We had to get up early again today. This time was to board our next Haggis bus to get us back down to London again. We didn’t have the same tour guide as Ped was, I think, on one of their Scotland tours now and not doing the London loop. Lauren stepped in as our lovely Scottish guide and off we went. There was alot more motoring on the way down as we had to now do in 2 days what it took us 4 days to do on the way up to Edinburgh, but she still found time to fit in several stops. The first, after we crossed the Scotland/England border back into England, was to Flodden Field where the battle of Flodden occurred in 1513. This was a great battle where the Scottish attacked the English, but unfortunately left the Scottish with so many casualties that they were considered the losers of the war. It was with this loss that they decided to construct the great wall around the city of Edinburgh for protection from retaliation- this wall is also known as the Flodden Wall.
Next up was the town of York. York was originally founded in 71 A.D. by the Romans. It was the northernmost city of the Empire. Constantine was actually proclaimed emperor here in 306 A.D. During the time of the fall of Rome, York was briefly Christian, but then came the Vikings who conquered it and renamed it Jorvik. After them were the Normans who first destroyed and then rebuilt the city with an amazing wall that still stands today.
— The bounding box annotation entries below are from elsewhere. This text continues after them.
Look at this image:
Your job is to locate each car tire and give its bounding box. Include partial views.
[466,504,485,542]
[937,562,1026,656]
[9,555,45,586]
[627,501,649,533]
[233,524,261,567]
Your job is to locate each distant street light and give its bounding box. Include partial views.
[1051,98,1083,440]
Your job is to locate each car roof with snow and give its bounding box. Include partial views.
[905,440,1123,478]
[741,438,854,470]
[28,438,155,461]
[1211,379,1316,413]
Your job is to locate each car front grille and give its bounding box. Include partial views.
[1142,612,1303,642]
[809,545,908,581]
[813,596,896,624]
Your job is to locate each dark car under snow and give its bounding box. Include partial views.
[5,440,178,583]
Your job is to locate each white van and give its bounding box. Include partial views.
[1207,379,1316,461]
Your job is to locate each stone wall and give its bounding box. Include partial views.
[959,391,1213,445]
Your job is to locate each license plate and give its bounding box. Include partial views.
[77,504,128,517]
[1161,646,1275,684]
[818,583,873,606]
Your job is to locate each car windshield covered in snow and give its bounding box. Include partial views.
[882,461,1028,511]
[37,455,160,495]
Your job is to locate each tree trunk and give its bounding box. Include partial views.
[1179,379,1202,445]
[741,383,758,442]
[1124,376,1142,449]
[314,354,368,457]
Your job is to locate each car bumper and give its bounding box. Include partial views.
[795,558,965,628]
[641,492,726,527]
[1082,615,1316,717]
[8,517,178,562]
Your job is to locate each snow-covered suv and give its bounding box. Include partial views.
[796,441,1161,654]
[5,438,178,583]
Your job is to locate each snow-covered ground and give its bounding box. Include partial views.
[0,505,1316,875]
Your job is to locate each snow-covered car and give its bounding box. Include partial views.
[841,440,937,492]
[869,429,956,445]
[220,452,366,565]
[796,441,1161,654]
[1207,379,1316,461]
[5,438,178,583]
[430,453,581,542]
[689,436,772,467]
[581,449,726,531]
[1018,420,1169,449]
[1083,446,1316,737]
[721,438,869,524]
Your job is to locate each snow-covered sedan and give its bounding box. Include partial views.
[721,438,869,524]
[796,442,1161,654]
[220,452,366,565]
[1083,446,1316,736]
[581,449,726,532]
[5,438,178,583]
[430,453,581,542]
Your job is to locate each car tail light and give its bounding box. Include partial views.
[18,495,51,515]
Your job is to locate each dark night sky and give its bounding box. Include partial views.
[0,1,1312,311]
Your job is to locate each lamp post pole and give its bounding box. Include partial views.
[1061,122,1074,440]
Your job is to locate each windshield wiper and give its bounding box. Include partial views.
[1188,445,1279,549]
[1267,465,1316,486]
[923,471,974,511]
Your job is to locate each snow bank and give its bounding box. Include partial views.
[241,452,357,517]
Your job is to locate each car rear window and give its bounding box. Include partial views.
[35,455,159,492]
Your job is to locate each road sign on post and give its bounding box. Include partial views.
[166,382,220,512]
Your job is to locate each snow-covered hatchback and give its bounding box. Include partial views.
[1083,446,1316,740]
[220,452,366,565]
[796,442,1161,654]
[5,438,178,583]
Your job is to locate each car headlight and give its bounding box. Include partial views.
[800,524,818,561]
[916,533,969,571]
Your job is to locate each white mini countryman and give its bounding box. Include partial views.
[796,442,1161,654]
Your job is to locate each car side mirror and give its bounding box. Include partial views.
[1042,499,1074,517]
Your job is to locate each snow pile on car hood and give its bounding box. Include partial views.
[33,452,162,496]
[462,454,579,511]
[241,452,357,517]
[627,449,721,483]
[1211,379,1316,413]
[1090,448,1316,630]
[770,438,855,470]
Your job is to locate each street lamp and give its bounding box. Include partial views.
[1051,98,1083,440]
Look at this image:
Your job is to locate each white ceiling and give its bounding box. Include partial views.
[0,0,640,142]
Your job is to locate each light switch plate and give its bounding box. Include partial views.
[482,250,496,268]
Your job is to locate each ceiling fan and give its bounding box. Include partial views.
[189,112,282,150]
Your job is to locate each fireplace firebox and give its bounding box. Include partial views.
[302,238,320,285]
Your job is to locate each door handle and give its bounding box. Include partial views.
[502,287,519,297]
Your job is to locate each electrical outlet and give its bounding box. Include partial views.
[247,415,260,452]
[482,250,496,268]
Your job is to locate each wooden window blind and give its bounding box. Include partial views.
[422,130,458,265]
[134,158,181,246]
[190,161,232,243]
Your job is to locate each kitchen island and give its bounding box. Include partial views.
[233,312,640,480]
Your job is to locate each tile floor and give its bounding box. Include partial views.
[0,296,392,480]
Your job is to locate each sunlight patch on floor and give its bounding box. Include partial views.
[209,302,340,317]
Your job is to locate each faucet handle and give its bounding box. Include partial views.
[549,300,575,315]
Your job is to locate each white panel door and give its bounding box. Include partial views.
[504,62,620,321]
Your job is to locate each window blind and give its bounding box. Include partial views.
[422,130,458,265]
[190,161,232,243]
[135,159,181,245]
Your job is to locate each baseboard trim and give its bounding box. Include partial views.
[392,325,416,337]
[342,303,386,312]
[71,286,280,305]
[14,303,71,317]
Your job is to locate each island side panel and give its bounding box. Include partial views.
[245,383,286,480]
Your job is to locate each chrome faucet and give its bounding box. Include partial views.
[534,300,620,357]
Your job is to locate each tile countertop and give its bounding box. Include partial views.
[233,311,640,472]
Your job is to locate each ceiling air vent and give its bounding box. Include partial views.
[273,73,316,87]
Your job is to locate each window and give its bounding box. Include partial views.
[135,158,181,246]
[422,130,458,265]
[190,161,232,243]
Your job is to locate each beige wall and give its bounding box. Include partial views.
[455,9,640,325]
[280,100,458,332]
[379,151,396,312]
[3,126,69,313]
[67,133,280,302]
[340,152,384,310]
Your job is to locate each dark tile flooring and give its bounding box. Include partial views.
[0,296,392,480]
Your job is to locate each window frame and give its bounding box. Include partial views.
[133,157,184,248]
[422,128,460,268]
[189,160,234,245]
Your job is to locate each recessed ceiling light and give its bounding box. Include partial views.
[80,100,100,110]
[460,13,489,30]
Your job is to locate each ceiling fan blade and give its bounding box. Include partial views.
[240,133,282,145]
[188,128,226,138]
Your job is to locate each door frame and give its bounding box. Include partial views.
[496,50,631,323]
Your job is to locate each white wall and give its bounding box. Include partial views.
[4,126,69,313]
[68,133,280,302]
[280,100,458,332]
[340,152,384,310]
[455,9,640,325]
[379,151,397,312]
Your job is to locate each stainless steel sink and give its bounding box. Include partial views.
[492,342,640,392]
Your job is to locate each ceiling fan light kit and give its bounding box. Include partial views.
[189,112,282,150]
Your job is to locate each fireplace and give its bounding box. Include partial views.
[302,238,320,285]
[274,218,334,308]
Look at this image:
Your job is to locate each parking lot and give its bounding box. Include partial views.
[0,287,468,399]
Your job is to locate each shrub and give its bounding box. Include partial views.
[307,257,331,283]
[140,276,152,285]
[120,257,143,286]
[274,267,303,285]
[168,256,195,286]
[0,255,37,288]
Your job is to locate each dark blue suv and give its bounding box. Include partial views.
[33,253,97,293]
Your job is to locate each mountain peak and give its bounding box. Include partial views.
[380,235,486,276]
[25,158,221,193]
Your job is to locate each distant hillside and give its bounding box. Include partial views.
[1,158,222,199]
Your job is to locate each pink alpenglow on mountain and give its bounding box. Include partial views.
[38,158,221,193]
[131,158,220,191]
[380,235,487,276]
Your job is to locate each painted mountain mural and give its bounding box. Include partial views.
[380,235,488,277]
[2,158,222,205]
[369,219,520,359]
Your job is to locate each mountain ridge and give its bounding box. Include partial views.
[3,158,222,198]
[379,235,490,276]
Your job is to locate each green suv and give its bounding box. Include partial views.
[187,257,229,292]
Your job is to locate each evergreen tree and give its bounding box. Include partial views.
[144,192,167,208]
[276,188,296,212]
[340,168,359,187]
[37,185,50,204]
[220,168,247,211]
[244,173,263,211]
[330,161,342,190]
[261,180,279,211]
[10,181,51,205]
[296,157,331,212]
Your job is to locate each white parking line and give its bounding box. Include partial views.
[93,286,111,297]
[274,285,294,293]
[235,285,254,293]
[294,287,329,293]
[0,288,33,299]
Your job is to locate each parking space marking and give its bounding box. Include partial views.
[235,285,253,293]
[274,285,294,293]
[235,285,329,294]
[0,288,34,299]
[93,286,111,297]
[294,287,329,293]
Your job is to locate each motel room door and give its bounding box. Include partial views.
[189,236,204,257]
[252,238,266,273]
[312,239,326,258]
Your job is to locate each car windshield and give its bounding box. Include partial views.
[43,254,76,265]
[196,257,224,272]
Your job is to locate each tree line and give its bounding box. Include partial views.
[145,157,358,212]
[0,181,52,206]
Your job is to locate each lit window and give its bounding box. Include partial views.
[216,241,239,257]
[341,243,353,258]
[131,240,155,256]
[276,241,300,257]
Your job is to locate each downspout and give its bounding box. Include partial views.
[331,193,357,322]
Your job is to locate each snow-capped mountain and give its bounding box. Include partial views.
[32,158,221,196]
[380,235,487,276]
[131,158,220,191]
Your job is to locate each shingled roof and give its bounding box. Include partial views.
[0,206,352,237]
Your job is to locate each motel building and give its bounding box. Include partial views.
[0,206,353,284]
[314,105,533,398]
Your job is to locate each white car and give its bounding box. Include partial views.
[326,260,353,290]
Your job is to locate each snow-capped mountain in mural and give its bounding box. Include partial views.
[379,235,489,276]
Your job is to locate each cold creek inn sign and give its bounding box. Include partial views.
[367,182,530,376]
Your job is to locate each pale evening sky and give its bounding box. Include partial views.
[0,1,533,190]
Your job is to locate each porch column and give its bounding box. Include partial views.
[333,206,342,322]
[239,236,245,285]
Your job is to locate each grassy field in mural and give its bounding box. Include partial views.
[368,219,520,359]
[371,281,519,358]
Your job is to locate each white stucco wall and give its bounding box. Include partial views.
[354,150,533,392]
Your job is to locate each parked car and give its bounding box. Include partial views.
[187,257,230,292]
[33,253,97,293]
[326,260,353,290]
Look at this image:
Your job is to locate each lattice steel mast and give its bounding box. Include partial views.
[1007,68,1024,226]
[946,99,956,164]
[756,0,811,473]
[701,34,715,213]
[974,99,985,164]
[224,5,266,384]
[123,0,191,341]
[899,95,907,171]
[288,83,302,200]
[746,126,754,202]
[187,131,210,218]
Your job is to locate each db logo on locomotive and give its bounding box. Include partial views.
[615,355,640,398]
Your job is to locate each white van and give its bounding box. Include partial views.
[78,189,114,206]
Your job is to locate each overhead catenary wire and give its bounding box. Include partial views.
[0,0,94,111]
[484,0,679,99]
Oh to be on a island and have lots of invaders. We didn’t have long in York as it was only a couple hour stop over as we were staying in a nearby town for the night and not in York itself. There was lots that we could do. We could wander around the city walls, traverse the old streets in an area called “The Shambles”, go to the York Minster, go to the Castle Museum which had a replica of a 19th century street and lots of everyday objects from Victorian times to the present, etc. There was so much to see and so little time.
For the night we drove to the neighboring town of Beverley and stayed at a 600 year old Dominican friary that was turned into a youth hostel. I found out later that it was supposedly haunted although I saw nothing at the time. It was great fun eating chinese food and getting drunk by the fire with our Haggis tour mates.